What would a congregation of people who understood they’re all harboring a monster look like? If we knew we carry the “old man” with us. He needs to be put to death? Harsh. He needs to be put to death or he’ll kill you and his desire it is to kill you. Time to fight. What if rather than pointing fingers at the non-believers, they were seen as the broken without hope. The monsters just biding their time trying to pretend they’re not being ravaged on the inside. It’s easy to pretend I don’t have truly monstrous tendencies. I want to make fun of people sometimes. I want to hit people sometimes. I even want to steal sometimes. Part of me enjoys being angry.
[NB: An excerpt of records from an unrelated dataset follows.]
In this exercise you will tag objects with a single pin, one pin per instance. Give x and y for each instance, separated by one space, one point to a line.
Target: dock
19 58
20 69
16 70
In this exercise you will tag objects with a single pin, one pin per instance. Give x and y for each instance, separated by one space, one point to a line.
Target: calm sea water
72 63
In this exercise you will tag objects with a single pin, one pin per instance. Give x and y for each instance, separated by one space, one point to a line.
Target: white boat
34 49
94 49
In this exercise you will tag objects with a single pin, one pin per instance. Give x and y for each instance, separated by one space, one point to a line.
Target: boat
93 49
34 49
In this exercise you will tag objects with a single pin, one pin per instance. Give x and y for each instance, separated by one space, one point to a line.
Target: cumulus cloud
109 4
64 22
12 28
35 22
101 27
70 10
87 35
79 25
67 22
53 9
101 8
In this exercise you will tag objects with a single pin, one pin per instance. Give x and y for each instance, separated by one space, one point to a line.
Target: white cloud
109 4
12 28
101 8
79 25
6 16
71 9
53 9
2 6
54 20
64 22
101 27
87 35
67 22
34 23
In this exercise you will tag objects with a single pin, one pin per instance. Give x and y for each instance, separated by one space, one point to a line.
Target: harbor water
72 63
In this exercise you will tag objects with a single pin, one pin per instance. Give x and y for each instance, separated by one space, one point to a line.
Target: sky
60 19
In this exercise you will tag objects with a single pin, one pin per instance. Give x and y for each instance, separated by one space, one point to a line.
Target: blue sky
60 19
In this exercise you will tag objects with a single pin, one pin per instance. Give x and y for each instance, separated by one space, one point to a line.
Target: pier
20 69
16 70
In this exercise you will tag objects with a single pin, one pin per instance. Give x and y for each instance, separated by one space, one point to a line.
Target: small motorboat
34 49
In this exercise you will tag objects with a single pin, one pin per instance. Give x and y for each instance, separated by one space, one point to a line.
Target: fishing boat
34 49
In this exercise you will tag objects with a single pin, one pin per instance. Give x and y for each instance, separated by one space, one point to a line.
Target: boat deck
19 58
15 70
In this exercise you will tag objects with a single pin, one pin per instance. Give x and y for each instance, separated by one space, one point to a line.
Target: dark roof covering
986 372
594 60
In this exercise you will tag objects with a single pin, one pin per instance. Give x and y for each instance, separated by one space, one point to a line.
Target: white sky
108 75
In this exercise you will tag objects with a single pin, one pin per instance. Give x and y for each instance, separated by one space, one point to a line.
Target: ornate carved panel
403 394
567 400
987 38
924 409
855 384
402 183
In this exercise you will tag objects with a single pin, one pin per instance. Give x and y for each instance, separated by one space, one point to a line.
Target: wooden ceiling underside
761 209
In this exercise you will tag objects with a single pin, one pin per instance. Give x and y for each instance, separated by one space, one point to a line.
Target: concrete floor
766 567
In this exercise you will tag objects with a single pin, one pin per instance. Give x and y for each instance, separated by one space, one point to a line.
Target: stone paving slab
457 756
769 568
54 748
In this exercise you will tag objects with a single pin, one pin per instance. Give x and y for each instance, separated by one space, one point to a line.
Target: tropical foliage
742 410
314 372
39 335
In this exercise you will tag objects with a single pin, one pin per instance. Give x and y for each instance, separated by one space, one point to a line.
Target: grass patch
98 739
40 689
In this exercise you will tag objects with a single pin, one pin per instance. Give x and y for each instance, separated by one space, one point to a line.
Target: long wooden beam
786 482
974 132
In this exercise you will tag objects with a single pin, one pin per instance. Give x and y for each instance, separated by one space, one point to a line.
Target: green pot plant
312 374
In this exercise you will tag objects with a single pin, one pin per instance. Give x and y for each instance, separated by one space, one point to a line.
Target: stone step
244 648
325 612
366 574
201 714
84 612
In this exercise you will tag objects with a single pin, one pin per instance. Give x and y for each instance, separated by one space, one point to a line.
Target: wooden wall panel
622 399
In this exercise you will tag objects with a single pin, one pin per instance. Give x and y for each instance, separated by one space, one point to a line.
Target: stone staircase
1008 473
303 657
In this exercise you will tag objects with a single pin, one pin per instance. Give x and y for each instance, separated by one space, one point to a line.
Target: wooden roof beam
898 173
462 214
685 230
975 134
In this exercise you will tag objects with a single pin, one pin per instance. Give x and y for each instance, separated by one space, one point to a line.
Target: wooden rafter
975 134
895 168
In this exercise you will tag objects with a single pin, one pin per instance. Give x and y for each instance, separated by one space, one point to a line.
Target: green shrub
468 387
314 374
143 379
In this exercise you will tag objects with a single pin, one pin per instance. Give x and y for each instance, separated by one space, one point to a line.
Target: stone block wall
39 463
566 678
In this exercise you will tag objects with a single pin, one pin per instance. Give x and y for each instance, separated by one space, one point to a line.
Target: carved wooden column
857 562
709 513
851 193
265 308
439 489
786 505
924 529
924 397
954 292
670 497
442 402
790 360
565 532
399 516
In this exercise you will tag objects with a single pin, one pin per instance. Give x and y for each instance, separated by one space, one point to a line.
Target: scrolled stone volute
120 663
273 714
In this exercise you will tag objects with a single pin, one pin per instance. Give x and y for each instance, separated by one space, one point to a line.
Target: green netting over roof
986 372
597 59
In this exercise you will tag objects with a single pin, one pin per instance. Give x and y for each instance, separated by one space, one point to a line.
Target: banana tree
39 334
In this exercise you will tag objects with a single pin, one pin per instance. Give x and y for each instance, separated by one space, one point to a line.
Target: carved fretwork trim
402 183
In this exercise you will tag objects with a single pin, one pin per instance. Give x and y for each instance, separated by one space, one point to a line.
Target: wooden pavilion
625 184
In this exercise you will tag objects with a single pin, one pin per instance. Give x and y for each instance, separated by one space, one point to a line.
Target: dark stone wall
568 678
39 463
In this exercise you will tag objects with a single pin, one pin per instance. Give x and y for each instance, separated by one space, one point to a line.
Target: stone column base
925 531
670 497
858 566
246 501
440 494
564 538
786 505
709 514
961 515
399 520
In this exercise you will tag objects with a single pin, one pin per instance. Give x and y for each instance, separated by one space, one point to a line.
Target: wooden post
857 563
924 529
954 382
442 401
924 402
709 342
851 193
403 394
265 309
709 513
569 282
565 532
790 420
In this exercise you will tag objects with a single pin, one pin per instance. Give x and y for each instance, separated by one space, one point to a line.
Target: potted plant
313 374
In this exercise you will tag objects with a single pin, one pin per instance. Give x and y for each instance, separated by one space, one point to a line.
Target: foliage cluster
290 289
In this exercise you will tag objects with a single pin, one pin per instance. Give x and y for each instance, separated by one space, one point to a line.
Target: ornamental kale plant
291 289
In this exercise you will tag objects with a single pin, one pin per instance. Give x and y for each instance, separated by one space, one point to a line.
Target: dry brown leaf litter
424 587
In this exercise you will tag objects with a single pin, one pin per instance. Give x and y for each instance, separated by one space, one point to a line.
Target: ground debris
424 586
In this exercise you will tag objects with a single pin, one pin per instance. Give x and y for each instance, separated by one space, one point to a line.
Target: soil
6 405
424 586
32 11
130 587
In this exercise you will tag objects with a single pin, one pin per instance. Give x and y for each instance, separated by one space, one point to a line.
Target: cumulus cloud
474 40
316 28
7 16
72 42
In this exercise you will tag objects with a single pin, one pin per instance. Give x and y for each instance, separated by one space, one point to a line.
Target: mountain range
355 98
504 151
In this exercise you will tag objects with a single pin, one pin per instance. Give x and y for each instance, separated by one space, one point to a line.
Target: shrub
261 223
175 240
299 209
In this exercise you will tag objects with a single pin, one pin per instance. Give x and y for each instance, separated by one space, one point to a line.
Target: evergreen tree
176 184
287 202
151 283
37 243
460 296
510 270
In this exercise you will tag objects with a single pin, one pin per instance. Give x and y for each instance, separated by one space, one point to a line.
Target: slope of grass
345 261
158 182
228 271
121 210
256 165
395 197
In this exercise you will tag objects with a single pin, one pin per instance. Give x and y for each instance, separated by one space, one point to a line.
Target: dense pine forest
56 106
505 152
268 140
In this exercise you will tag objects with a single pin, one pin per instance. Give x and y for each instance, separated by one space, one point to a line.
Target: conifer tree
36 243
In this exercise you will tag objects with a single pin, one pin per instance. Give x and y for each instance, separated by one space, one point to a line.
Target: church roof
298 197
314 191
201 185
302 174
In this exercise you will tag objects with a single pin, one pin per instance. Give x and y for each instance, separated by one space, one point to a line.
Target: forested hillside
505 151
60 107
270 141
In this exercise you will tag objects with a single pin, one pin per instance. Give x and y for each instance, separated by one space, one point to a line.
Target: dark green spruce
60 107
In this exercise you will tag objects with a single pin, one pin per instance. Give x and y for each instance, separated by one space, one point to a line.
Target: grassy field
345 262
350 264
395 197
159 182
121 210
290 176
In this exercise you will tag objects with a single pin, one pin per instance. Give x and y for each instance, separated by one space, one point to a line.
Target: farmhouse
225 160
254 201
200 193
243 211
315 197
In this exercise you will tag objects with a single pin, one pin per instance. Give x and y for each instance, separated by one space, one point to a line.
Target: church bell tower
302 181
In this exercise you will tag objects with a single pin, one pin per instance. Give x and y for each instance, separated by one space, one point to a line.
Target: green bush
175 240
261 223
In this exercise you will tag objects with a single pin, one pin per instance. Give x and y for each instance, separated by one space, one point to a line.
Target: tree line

What would a congregation who admitted that and only called freakish what it actually deemed freakish by the book we claim to live for look like: Breathtaking?
What’s the theology for determining the heart, because I see all sorts of fruits. I’m not afraid of clowns; I’m afraid of people dressed as clowns swinging axes. I’m not afraid of werewolves; I’m afraid of the metaphor they stand for. I’m not afraid of my brother’s disability; I’m afraid of how others react to him because of it. He still has feelings. You know, people tell me getting married at 20 is “weird,” but I think not marrying someone that you love and desire to grow with your entire life but won’t commit because you’re only 20 is actually weird. Why give the impression of forever but hold off until other people approve? Promise rings are charming and pointless. Covenants are intense, real, and lovely.
So what kind of freak am I? I’m one who is learning to recognize what parts of me are actually freaky and which ones are just called so. I need to stop calling people freaks who look like freaks to me because freakiness is a lot like how my brother feels: complex and not easy to handle.